Last week we were ready to cash-out and give it up—it's tiring and sad picking up other people's stuff, we could get really disheartened...but this week we bring our friends M. and S. who've never been to Kehoe. We are total show-offs, braggin' on our beach like it was a grand-baby. At our house, they toured the "plant" where we wash, sort and figure what to do with all this crap/treasure. They got to see the warehouse/barn where we store our inventory, sorted into bins of shoes, a box-load of the plastic inserts for baseball cap visors, shotgun wads, a bag full of toy soldiers, etc etc. I mean, you think we're gonna throw out the stuff we find? And, BTW exactly where is the "out" as in “throw out.”

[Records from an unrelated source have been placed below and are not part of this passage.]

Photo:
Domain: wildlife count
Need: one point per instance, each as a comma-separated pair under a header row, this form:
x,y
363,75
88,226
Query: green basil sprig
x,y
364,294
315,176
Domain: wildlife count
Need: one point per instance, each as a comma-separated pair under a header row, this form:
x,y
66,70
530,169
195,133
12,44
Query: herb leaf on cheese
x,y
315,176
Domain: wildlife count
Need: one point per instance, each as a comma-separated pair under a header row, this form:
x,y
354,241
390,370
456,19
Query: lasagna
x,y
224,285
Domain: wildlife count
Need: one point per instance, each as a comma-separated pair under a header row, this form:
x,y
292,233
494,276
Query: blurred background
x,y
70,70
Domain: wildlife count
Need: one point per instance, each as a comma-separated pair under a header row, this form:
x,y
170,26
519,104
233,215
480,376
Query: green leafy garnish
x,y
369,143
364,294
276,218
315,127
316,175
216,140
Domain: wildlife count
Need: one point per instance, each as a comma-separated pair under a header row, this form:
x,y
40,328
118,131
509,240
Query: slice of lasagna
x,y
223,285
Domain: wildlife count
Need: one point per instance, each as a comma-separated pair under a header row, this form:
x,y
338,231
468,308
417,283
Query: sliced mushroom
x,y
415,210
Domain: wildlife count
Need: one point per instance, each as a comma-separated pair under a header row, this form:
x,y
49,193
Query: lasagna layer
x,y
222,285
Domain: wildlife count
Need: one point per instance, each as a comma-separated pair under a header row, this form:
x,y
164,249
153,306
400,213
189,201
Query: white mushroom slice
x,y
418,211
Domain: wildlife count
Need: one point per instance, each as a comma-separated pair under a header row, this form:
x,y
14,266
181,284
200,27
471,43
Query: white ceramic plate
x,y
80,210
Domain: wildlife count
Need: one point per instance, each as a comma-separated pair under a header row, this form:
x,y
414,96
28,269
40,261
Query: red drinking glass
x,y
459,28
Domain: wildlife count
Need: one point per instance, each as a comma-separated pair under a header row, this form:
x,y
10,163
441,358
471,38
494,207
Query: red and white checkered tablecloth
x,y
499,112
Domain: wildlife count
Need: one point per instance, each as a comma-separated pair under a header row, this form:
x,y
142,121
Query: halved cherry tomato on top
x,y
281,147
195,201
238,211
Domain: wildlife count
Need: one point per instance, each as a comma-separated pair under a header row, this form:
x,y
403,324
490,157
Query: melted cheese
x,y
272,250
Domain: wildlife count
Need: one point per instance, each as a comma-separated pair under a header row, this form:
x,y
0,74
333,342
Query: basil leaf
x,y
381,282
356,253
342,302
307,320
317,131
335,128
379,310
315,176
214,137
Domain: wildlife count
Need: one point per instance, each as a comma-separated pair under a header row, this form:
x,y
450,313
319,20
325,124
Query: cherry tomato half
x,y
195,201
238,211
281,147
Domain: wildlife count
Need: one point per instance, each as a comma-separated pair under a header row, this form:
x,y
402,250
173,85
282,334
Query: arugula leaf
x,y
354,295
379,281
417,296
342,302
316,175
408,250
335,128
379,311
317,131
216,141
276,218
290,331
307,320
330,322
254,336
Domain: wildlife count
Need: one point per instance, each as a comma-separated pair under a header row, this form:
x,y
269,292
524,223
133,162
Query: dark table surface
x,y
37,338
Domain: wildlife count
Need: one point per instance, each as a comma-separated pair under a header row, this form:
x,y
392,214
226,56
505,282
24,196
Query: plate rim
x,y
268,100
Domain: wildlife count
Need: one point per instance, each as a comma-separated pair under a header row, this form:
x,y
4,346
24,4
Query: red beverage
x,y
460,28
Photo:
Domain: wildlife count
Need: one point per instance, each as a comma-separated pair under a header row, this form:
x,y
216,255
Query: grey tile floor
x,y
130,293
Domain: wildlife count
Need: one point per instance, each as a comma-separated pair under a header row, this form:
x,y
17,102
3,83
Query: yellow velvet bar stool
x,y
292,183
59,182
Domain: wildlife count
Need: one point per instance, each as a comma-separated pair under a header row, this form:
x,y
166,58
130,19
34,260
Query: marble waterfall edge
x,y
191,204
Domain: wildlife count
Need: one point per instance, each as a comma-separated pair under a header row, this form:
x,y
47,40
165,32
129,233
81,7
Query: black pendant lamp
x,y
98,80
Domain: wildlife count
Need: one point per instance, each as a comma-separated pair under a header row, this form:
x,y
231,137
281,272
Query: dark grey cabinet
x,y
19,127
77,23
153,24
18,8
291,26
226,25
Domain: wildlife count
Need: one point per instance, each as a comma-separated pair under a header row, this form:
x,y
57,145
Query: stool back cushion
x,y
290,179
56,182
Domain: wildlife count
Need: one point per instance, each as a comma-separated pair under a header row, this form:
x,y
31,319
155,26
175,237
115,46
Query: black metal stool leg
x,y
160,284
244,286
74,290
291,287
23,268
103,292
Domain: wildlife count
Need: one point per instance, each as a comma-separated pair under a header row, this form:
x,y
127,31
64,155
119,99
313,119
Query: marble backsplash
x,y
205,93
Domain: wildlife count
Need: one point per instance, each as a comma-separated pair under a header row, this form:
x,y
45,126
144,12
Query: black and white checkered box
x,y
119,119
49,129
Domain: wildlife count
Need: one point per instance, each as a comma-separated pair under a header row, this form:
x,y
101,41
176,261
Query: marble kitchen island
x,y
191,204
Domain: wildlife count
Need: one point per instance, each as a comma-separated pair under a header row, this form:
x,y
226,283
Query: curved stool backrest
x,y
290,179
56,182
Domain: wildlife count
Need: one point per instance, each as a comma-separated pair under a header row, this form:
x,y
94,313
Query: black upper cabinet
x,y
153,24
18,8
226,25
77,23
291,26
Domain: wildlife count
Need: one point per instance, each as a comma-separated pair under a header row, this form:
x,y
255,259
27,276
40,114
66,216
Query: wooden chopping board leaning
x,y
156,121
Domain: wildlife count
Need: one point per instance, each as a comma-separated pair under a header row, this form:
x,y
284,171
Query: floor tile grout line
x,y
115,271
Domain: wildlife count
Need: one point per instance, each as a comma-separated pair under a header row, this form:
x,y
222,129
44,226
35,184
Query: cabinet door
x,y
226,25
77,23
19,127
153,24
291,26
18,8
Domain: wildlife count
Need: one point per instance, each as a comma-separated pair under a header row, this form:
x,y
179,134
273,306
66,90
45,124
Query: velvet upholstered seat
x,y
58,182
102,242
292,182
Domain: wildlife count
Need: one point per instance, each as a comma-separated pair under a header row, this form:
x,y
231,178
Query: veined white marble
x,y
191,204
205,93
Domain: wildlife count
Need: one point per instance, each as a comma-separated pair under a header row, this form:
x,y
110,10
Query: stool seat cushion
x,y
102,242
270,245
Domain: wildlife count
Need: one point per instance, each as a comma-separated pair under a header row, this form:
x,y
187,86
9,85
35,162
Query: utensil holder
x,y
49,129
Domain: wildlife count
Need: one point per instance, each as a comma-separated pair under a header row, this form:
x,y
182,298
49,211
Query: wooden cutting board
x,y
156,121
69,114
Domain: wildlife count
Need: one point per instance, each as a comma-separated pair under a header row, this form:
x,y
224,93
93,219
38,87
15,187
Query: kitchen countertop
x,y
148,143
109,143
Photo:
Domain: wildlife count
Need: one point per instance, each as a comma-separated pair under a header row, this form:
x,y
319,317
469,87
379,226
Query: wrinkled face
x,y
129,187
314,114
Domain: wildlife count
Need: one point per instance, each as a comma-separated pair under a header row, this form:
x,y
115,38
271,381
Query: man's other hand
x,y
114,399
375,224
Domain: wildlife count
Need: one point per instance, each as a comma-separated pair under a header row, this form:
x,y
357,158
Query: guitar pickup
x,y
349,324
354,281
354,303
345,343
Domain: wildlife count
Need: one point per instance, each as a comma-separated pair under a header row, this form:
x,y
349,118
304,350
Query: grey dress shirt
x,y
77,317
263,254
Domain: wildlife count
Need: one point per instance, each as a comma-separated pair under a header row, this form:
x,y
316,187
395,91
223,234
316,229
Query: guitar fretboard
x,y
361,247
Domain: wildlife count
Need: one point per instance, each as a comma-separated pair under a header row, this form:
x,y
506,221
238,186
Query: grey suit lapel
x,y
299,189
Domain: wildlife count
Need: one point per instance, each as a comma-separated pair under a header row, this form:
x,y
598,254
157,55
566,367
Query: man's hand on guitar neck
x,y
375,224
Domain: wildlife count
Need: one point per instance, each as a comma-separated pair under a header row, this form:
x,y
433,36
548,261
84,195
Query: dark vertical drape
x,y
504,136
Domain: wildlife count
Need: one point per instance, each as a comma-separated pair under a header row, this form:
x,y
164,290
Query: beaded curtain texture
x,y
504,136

At the parking area we are surprised to see A. who has been by Electric Works with his CCA printmaking students for a tour. "Is this really your beach!?" (on the tour I had told the story of our beach project). He had gotten to beach by being lost and just looking for a place he could walk his dog. Kehoe is famous for being one of two beaches where dogs are allowed. He tells the friend he's with our story—he's got it pretty right—he's actually read the blog. (Our hero! He recounted perfectly the story of finding the soldier in the garbage can.)

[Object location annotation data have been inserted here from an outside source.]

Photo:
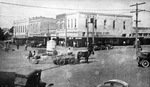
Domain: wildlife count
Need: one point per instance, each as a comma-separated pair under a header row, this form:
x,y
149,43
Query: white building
x,y
74,25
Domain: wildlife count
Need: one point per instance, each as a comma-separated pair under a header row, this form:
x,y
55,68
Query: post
x,y
48,32
93,30
137,10
87,42
136,30
65,26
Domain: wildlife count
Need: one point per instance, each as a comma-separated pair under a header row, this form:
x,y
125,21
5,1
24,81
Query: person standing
x,y
30,55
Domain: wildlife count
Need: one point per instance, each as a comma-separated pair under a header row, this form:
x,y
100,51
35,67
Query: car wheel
x,y
145,63
71,61
61,61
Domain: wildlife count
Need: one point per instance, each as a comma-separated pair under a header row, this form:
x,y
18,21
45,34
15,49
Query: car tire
x,y
145,63
61,61
71,61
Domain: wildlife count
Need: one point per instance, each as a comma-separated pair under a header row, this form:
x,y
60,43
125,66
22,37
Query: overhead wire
x,y
64,8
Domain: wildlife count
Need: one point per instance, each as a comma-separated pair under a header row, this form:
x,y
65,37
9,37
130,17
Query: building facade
x,y
41,27
20,28
77,26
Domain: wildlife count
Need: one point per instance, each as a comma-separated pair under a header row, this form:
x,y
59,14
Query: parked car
x,y
34,43
143,58
114,83
22,78
100,46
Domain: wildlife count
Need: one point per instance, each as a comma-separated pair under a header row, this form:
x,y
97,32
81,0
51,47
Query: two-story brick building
x,y
105,27
35,28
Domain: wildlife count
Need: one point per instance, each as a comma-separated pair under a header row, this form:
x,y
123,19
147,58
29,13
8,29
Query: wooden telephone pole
x,y
136,12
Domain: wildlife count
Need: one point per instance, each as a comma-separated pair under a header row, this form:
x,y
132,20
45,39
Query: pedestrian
x,y
69,51
26,46
29,55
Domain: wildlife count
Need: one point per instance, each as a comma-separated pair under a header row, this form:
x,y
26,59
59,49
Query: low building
x,y
35,28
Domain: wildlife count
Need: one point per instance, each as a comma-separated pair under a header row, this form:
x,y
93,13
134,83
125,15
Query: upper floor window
x,y
114,24
124,25
105,24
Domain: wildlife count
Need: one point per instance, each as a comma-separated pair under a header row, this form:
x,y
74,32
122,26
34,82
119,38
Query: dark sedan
x,y
144,58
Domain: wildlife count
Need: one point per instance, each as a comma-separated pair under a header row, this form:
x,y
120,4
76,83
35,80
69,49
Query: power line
x,y
23,5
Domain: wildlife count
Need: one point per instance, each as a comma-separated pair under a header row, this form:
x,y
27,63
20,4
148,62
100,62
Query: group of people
x,y
32,55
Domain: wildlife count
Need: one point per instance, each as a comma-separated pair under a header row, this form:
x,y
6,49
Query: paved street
x,y
118,63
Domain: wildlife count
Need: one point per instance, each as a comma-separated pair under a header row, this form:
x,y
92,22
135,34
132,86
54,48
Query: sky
x,y
51,8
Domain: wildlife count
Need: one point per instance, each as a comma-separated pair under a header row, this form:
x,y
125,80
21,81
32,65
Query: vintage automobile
x,y
100,46
143,58
114,83
22,78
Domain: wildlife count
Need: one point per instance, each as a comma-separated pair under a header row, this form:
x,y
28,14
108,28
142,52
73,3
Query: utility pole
x,y
87,26
48,32
93,23
65,26
136,12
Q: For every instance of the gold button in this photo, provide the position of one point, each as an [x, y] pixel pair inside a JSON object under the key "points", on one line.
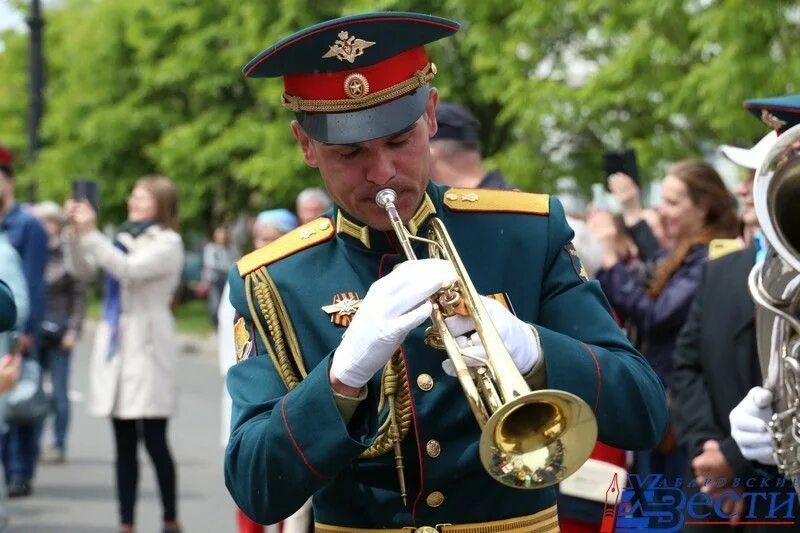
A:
{"points": [[425, 382], [434, 499], [433, 448]]}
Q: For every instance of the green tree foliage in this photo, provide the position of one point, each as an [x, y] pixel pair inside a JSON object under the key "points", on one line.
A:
{"points": [[141, 87]]}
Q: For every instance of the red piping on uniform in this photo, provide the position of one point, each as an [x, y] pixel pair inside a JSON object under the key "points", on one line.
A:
{"points": [[297, 446], [348, 23], [599, 376], [414, 419], [785, 109]]}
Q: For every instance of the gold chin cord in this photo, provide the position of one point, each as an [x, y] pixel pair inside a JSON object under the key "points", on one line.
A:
{"points": [[529, 440], [775, 287]]}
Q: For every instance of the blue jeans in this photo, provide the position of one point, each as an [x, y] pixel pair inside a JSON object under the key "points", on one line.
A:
{"points": [[56, 362]]}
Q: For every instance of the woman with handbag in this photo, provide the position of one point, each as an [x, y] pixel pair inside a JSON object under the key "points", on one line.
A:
{"points": [[133, 365], [61, 326]]}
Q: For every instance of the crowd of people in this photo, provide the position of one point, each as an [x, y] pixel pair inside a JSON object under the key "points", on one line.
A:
{"points": [[641, 311]]}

Sadly, for M. and S., the beach was not the horrible mess we had represented — we made excuses that Kehoe is a fickle mistress not showing us the full glory of the winter-time strew. It hasn't really stormed so far in 2011, The plastic lies buried under wind-blown sand. M. commented—"You know once you start looking there really is a lot." M. and S. have good eyes for the search—good pattern recognition honed as intrepid flea-marketeers. M. really wants to find a toy something and as Judith proclaims the "thing of the day" a yellow toy canoe, eyes are double-pealed. Judith then finds a lighter. The pressure is on.
S. finds a comb, the first of two for him, (combs were some of the first objects made from plastic) then Judith finds a soldier. OK, this is serious. Richard finds a soldier. M.'s starting to suspect we brought these from home. The canoe was pretty awesome, but soldiers? A lighter? “How'd you see those things?”
So follows, three of the Seven Deadly's rearing up—pride, avarice, and envy. Judith, sweet as she is, can surprise you getting a gloat-on when it comes to this project. She proffered a closed hand with a smug eyebrow raised—proclaiming her soldier in an opened palm.
M.'s design office is filled with the coolest things, each item carrying a whole story. We know he'd like to have found the canoe last made in the mid-60's by the Bergman Toy Mfg. not far from where Richard grew up in Illinois. The little boat was part of a set that included Indians on the war-path with raised tomahawks. Then M. finds the true “prize of the day,” an ocean-worn figure, enigmatic and eroded. It's evokes the Cycladic figurines from the early Bronze Age. It'd look good mounted on an alabaster cylinder inside museum vitrine. We look closer. No, we think it may be Eleanor Roosevelt.